If you’re ever in doubt about whether to do something or not, ask yourself  ”is this easy to cheat?” and  ”if Google is trying to find the most relevant sites, would this be important?” and be guided by the answer. Remember, Google’s survival depends on returning the most relevant results for searches and catching out the cheats.

What are the right keywords for an SEO campaign?

That is the million dollar question and the answer is as much a business strategy as an SEO one.

It would be very ambitious to target top level keywords for your business – for instance if you are a business advisor, you will find the keywords ‘business advisor’ very hard indeed to do well in.  So what keywords do you target? To find that answer, you have to take a look at your business and your expertise – perhaps the type of clients you attract and the type of clients you want.

For instance, if you spent the early part of your working career in the automotive industry and your contacts and clients are in that industry, should you add the keyword automotive to the mix? Or do you think those clients are a pain in the ass and your passion is to help people starting a hairdressing salon – well that is a good starting point, but perhaps you should first do an analysis of the demand in that sector….

Next, you have to research your chosen keywords to discover if anybody is even searching it – It would be an absolute disaster to throw thousands of dollars at this and months of your time only to find you are number 1 in Google and the traffic to your website has not increased at all. This is where you probably should enlist the help of a good SEO company. But beware, there are many around who will be happy to rank you in non-performing keywords, because competition is much lighter there and it is easy to achieve results.

Here it is always better to test your chosen keywords for performance and some others too, with a Pay Per Click campaign with a good Adwords management team. Here you will find some surprises – for instance, who would have thought that the keywords with the highest conversion rate for a fence manufacturer and installation company would be ‘fencing materials’ -It seems that many people searching for fencing materials decide they would rather have an installed fence when they begin to search.

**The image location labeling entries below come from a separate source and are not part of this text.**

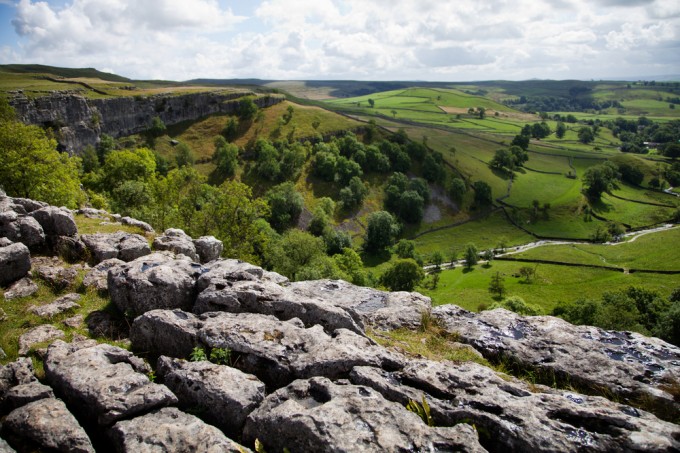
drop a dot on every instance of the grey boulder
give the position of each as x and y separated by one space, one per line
176 241
318 415
15 262
48 423
170 430
629 365
103 382
225 394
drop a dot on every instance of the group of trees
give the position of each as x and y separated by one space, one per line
636 308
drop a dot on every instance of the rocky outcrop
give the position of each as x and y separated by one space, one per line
15 262
511 415
316 415
226 394
49 424
105 383
170 429
81 121
120 245
629 365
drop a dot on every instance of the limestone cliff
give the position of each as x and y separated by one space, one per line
80 121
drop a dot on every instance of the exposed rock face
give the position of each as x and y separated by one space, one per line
56 221
276 351
120 245
60 305
104 382
226 394
176 241
97 277
48 423
627 364
318 415
21 288
37 335
15 262
170 429
117 117
380 309
154 281
516 417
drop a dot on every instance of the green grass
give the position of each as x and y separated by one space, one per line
655 251
552 285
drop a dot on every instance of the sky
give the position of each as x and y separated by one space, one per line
428 40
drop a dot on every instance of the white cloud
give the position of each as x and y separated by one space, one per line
367 39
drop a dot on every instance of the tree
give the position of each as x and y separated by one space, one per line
31 166
586 135
497 285
482 193
471 256
381 231
403 275
285 204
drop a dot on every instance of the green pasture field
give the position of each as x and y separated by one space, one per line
485 233
655 251
553 284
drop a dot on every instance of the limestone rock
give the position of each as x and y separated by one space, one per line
15 262
58 277
137 223
59 306
21 288
208 248
225 394
23 394
176 241
120 245
48 423
103 382
37 335
169 332
154 281
318 415
170 429
56 221
277 352
516 416
379 309
629 365
97 277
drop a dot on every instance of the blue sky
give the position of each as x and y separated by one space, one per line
441 40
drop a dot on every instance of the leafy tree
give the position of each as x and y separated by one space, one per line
457 190
586 135
482 193
405 249
497 285
184 156
403 275
225 157
31 166
285 205
471 256
381 231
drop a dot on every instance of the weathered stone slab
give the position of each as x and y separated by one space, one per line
167 430
103 382
511 415
49 423
225 395
318 415
628 365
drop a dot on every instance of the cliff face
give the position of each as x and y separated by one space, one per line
81 121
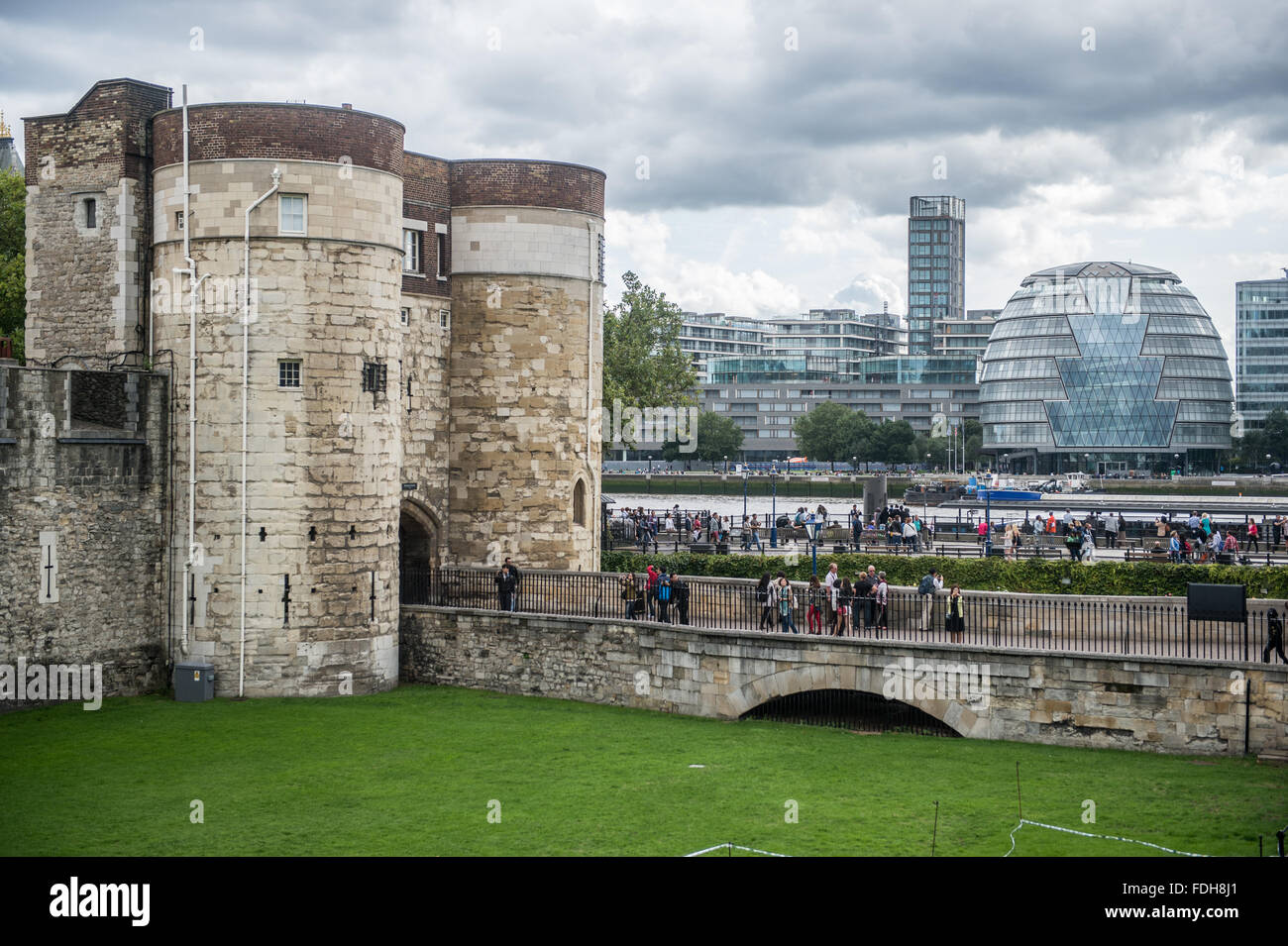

You have no way of knowing that without doing an Adwords or PPC campaign, so if you don’t test the keywords first, but simply launch into a lengthy SEO campaign, you could miss your best business opportunity.

Selecting the right keywords for your SEO campaign is not something you do with an automated program. It is also not something you simply leave to your “SEO guru”. The inquiries and ultimately clients you attract in the future will be largely due to the keywords you choose now.

Choose Carefully

To me, Google sometimes seems like a big crocodile in a pond, sick of eating the same old catfish every day. Whenever it hears a new sound, something new, it snaps it up, only chomping the occasional catfish when there is nothing else around.

Blogs from the old original blogging engines like Google’s own ‘blogger’ and traditional websites are like the catfish – Google is just not interested. They seem to take forever to get indexed and back-links from link exchanges and directories, sometimes I think I’ll be retired before I see them have any real impact on a listing. But throw a fresh video to the crocodile, 8-10 hours. Indexed and showing on page one within 8 to 10 hours. Social Networking or Web 2.0 too. See the back-links from these sites working within days.

Why?  Well you have to go back to what keeps Google at  number 1 and makes it the most valuable piece of real estate on the planet:  relevance. When you do a search with Google you find what you want and if link exchange alone did that, the results page of any search would look like last year’s Newsweek: The same stale old sites that are accumulating more and more back links.

Web 2.0 content is fresh, happening, exciting. The web 2.0 portals also seem to have successfully kept the lid on spammers to the extent that they haven’t destroyed the experience as they were able to do with forums, blogs  and  earlier social networking tools.

There is still a place in the top 10 for the occasional old catfish, but woe betide any seo company who thinks they will keep their clients in the top 10 with back-linking alone. They will go the way of the dinosaurs.